【療養休職中に解雇 従業員は休職の要因はパワハラと主張】
【経緯】
従業員Aさんは、5年前にタクシー会社B社に入社し、働いていました。
しかし、営業成績が上がらず、部長から「挨拶がなってない。売上げをもっと上げろ」などと、厳しい叱責を受ける日々が続いていました。
体調を崩し、会社を休みがちになったため、いったんは解雇通告を受けましたが、その後の話し合いで、休職して療養に専念することになりました。
しかし、休職中に連絡があり、約1カ月後に雇用契約を終了するので、退職願の提出と健保被保険者証の返納をするよう求められました。
話の急展開に納得できず、Aさんは紛争調整委員会にあっせん申請することにしました。
※あっせんとは
紛争当事者の間に公平・中立な第三者として労働問題の専門家である「あっせん委員」が入り、双方の主張を聞き、問題点を整理しながら、労使双方で自主的解決が図られるよう調整を行い、紛争の解決を図る制度です。
【従業員の言い分】
欠勤が増えたのは、部長から執拗なパワーハラスメントを受けていたのが原因です。
主治医からは休業を命じられ、傷病手当金を受けながら生活している状態でした。
実質的な解雇なので、解雇予告手当30万円、年休残日数15日の買取分20万円、およびパワハラの慰謝料50万円の計100万円の支払いを求めました。
さらに退職理由は、自己都合ではなく会社都合に改めるのが当然と主張しました。
【会社の言い分】
就業規則では、「休職期間は3カ月を限度とし、回復しない場合には自己都合退職とする」と定めてあり、それに沿った措置を採ったまでと主張しました。
解雇通告ではなく、本人から連絡がない状態が続いていたので、会社から就業規則に基づく退職の連絡をしました。
従業員の主張に基づき社内調査を実施しましたが、部長のパワハラについては事実を確認できませんでした。
このため、会社としては金銭解決には応じてもよいですが、自己都合退職を撤回するつもりはありませんでした。
【労働局・紛争調整委員会の指導・助言の内容】
労働契約を終了させる点については、労使間で争いがなかったので、解決金の額と退職理由に関して意見調整を図りました。

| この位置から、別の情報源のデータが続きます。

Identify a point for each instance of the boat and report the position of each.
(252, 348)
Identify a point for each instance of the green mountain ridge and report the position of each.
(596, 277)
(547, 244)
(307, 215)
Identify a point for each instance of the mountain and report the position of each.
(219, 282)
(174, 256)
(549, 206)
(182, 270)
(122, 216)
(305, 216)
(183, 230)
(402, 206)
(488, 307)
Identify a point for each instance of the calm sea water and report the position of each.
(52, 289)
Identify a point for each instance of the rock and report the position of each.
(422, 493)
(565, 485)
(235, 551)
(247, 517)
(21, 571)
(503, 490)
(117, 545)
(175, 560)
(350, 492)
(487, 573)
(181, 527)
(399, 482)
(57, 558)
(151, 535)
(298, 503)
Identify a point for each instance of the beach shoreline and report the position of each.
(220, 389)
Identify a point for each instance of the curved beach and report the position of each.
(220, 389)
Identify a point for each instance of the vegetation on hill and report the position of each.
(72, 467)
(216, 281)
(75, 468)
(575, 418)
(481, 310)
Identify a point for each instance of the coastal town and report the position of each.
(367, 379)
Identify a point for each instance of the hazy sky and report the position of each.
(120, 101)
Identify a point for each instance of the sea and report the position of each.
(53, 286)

パワハラの事実については事実証明ができないため、それ以外の点でお互い譲歩できる部分がないか、両者に再考を促し、粘り強く合意点を探す努力を継続しました。
【結果】
Aさんが自己都合退職として退職願を提出し、会社が45万円を支払うことで合意が成立しました。
~本トラブルについて~
就業規則に休職期間を定めていたので、会社側は退職を言い出すきっかけがありました。
大企業は年単位で休職期間を設けている所もありますが、中小企業では3カ月~半年のところも多いでしょう。
おそらく当従業員はうつ病と思われますが、うつ病の回復に3カ月は厳しいでしょうね…。
合意はされましたが、従業員はパワハラを認めさせたかったのでしょう。
ちなみに傷病手当金金を受けながら休職している間も、社会保険料は免除される訳ではなく支払う必要があります。